I look at it now and I see that it makes no damn sense whatsoever. In a couple places it sounds like I was writing about making a smoothie.

This was a poetry experiment that was assigned in a class I was taking. I can’t remember what the assignment was, exactly. What I do remember is that my instructor gave me a decent grade on it, and for that I felt as though I was qualified to write mediocre poetry.

Later, my instructor for this class would write a recommendation letter for me for my grad school applications. I don’t know if it did any good, but I did get in to three of the five creative writing programs I applied to. At OSU I would write more experiments (mostly prose) and would cobble some of them into short stories, most of which I had to turn in to instructors, many of which were read by my peers.
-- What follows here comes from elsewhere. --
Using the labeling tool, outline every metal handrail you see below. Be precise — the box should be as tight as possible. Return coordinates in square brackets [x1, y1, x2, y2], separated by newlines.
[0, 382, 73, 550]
Just as I did with the poem above, I let my audience gauge my success as a writer. And eventually it began to seem as though they knew more about my writing than I did. When they said a piece was good, I felt good.  When they told me it sucked, I felt like a failure.

Now I am writing alone and am struggling to remind myself that it’s okay to not have an audience, that it’s okay to just put words on page and not think about whether or not they will become stories or parts of stories. But it’s difficult.

So I’m considering seeking out a writing group again. Those I’ve been a part of in the past have led to some pretty miserable experiences. I’m not sure what direction to take myself. I only know that feel successful, I need more motivation, more discipline and some way to share my writing with others.I also need to stop reading my old poems.